British businessman (1934–2010)

Sir Simon Michael Hornby (29 December 1934 – 17 July 2010) was a British businessman. He was chairman of WHSmith, the British retail chain, the Royal Horticultural Society and the Design Council. He founded the National Literacy Trust.

==Early life==
Simon Michael Hornby was born on 29 December 1934 in London. He was the son of Michael Hornby and grandson of St John Hornby. He grew up on his father's estate at Pusey House in Berkshire (now Oxfordshire) and was educated at Eton College, New College, Oxford and Harvard Business School. He served in the Grenadier Guards as a 2nd Lieutenant from 1953 to 1955.

==Career==
Hornby followed his father and grandfather on to the board of WHSmith, becoming Chairman in 1982. During his chairmanship the company acquired the Our Price records chain and the Paperchase stationery chain. They developed the Do It All DIY superstores and took a half-share in the Richard Branson created Virgin Megastores. Hornby also oversaw the acquisition of rival booksellers Waterstone's from former WHSmith manager, Tim Waterstone.

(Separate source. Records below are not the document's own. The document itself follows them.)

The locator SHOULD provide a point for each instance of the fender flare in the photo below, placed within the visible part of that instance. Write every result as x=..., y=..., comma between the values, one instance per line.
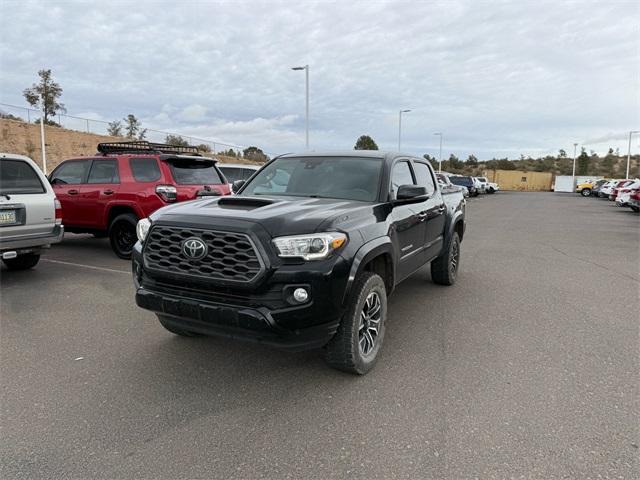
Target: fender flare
x=366, y=253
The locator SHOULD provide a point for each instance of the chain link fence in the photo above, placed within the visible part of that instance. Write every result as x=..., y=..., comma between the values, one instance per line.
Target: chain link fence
x=100, y=127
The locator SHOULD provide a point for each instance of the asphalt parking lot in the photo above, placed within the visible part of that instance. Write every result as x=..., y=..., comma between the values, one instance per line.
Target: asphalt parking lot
x=528, y=367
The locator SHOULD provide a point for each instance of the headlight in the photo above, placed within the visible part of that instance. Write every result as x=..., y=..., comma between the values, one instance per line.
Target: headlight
x=142, y=229
x=315, y=246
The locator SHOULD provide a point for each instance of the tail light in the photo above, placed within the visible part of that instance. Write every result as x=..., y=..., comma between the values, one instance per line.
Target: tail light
x=168, y=193
x=58, y=208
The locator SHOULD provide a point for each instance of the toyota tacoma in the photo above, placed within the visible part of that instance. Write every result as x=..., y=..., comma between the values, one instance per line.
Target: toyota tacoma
x=304, y=256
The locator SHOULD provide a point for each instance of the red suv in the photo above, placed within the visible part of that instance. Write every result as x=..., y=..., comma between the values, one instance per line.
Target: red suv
x=108, y=194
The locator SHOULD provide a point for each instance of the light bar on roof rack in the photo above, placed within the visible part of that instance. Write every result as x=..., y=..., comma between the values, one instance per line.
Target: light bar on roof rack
x=147, y=147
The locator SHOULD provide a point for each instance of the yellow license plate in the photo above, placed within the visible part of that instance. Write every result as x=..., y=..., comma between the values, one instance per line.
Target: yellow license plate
x=7, y=217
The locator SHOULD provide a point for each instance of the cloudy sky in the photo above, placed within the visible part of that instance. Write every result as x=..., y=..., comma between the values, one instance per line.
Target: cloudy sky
x=497, y=78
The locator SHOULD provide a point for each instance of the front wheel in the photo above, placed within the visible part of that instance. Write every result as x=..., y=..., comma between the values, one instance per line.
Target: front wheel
x=122, y=234
x=356, y=345
x=22, y=262
x=444, y=269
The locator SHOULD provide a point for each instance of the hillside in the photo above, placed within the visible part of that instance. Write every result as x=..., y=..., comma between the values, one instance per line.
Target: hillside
x=24, y=139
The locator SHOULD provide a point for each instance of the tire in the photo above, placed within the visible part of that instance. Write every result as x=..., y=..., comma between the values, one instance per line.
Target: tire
x=444, y=269
x=22, y=262
x=122, y=234
x=356, y=345
x=176, y=331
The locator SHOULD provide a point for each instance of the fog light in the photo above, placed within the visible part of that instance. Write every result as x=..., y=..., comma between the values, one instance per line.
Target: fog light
x=300, y=295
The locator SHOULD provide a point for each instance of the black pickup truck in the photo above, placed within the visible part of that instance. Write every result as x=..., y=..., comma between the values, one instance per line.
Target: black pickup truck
x=304, y=256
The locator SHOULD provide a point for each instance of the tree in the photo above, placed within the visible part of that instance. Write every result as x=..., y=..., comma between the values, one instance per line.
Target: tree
x=176, y=140
x=132, y=126
x=115, y=128
x=45, y=94
x=255, y=154
x=365, y=142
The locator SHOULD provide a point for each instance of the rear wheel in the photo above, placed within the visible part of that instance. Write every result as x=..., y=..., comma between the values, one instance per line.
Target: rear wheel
x=356, y=344
x=166, y=323
x=22, y=262
x=122, y=234
x=444, y=269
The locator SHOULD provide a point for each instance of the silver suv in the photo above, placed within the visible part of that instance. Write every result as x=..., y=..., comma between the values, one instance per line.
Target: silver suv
x=30, y=213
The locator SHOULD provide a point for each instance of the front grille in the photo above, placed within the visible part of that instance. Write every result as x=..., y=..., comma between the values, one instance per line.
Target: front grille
x=230, y=256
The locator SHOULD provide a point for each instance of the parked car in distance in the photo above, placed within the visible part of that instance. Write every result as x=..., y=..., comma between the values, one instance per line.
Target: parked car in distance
x=584, y=188
x=305, y=262
x=465, y=181
x=619, y=186
x=634, y=201
x=107, y=194
x=490, y=187
x=30, y=213
x=237, y=171
x=481, y=185
x=622, y=194
x=446, y=185
x=595, y=189
x=607, y=188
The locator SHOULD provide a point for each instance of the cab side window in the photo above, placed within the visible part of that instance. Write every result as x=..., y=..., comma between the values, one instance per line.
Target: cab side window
x=424, y=177
x=104, y=171
x=145, y=169
x=72, y=172
x=400, y=175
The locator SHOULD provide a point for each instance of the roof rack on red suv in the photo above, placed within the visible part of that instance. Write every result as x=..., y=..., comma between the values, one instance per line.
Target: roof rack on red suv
x=142, y=146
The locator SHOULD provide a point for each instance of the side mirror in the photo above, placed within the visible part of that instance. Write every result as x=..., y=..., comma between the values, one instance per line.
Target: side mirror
x=237, y=185
x=406, y=193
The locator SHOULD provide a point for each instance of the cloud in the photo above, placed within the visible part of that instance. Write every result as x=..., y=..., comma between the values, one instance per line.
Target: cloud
x=503, y=78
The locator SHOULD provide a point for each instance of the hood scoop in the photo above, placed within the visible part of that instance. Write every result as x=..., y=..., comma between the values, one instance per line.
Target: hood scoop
x=242, y=203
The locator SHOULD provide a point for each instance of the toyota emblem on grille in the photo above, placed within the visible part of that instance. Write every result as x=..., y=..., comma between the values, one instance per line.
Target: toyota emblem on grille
x=194, y=248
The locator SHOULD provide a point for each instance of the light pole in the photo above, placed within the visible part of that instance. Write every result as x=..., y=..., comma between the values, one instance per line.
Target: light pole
x=42, y=143
x=306, y=69
x=400, y=127
x=629, y=151
x=440, y=157
x=573, y=175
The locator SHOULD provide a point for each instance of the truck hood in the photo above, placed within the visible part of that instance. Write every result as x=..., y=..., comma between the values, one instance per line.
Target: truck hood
x=277, y=215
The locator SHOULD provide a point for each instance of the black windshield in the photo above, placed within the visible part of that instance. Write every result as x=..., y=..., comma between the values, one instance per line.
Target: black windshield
x=349, y=178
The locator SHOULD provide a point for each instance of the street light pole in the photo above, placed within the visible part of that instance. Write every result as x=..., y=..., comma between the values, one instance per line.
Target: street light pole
x=400, y=127
x=629, y=151
x=573, y=175
x=440, y=157
x=306, y=69
x=42, y=143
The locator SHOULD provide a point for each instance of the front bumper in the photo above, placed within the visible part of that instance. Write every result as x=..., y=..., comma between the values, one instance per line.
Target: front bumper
x=13, y=243
x=263, y=313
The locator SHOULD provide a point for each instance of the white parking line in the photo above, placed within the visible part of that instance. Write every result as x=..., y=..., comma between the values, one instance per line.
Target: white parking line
x=104, y=269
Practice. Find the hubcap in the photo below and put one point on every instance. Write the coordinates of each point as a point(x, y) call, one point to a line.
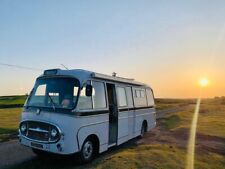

His hobby was gardening and he created gardens first at Lake House, close to Pusey, then at The Ham, his last home near Wantage. He wrote on gardening for The Tatler and was President of the Royal Horticultural Society from 1994 to 2001. He was chairman of the Design Council from 1986 to 1992.

==Personal life==
He married Sheran Cazalet, the sister of his friend, the high court judge Sir Edward Cazalet, and daughter of the Queen Mother's horse trainer Peter Cazalet. They had no children.

==Honours==
Hornby was knighted in the 1988 New Year Honours.